The Life After: Reviews were generally nasty -- in fact, Sony didn't screen the film for critics until opening day -- but that didn't stop Marvel Comics fans and action junkies from turning out in droves to see "Ghost Rider," which revs onto DVD Tuesday. Nicolas Cage -- having a very bad hair day -- plays the leather-clad, flaming skeleton on a motorcycle named Johnny Blaze. As a young man, Johnny had sold his soul to Mephistopheles (Peter Fonda) for his father (Brett Cullen) to be cured of cancer. Wes Bentley plays the devil's obnoxious son, whom the Ghost Rider must send back to hell.
Eva Mendes plays his childhood flame -- no pun intended -- with whom he reunites. Writer-director Mark Steven Johnson, who made the significantly stronger "Daredevil," helmed "Ghost Rider," which took two years after production began to hit theaters.
'Breach' is back
The Life After 2: Released the same weekend as "Ghost Rider," the taut spy thriller "Breach," arriving Tuesday on DVD, got lost in the shuffle.

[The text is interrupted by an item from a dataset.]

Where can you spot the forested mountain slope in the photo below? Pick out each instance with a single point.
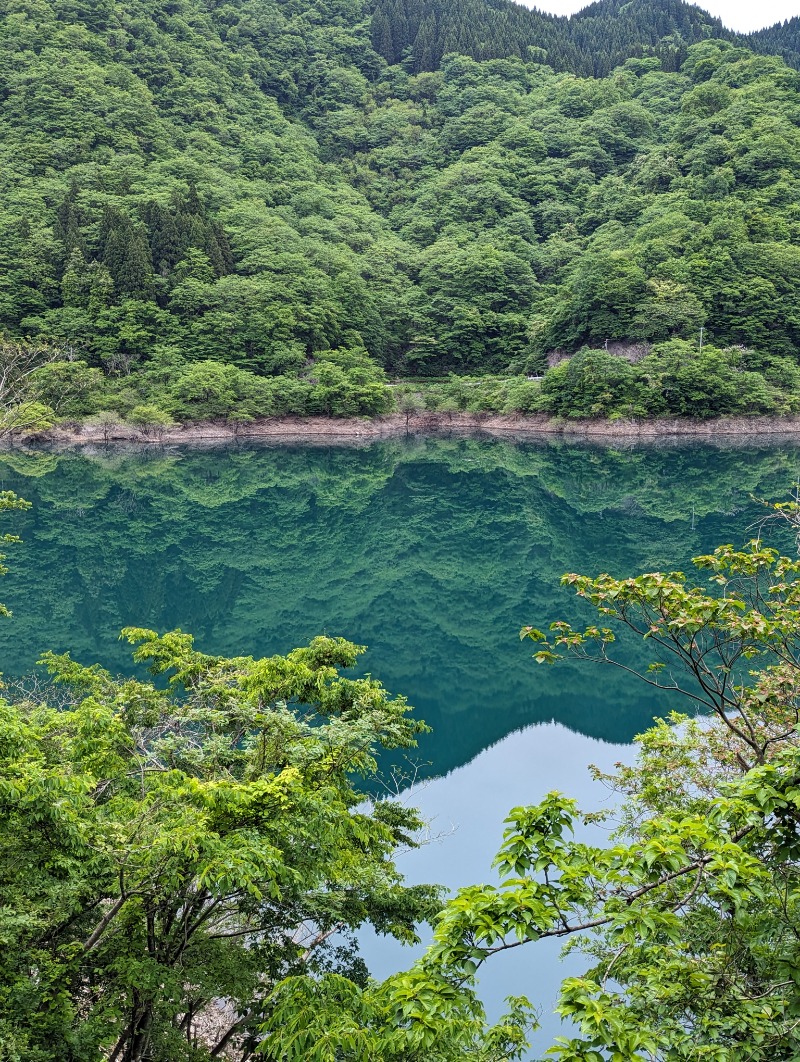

Reviews were almost uniformly positive, but it managed to make only $33 million in the U.S.
Perhaps "Breach" was released too close to another spy movie, "The Good Shepherd," starring Matt Damon and directed by Robert De Niro, which had come out two months earlier.
"Breach" may find its audience on DVD, especially those viewers who love to watch actors at the peak of their powers. And performances don't get much better than Oscar winner Chris Cooper's as veteran FBI agent Robert Hanssen, who stole secrets for Moscow for 22 years. Over the decades, he gave the Russians some 6,000 pages of classified documents as well as 26 diskettes. His actions also caused the deaths of several agents.
The underrated Ryan Phillippe plays young, ambitious FBI agent Eric O'Neill, who is assigned to not only work with Hanssen but to be a watchdog for the agency. Laura Linney plays the special agent to whom O'Neill reports. "Breach" was co-written and directed by Billy Ray, who had previously helmed "Shattered Glass," the 2003 film that also dealt with hidden lives, lies and deception -- at the New Republic magazine.
Five films from Yasujiro Ozu
The Master: Earlier this year, Criterion's no-frills Eclipse line released rarely seen Ingmar Bergman films as well as the personal documentaries of French filmmaker Louis Malle.
Now Eclipse offers "Late Ozu," five films from the legendary Japanese director Yasujiro Ozu: "Early Spring," his first film after the international success of "Tokyo Story," which explores postwar Japan through the eyes of a young salaryman; "Tokyo Twilight," a drama about two sisters, considered one of his most incisive examinations of family strife; "Equinox Flower," his first color film, about an old-fashioned father and his modern daughter; "Late Autumn," starring Ozu regular Setsuko Hara as a mother trying to persuade her daughter to marry; and "The End of Summer," a tragedy with comedic overtones about a family coping with their childlike father being picked up with an old mistress.
Ozu, who died in 1963 at age 60, made 53 films during his long career. The DVD set arrives Tuesday.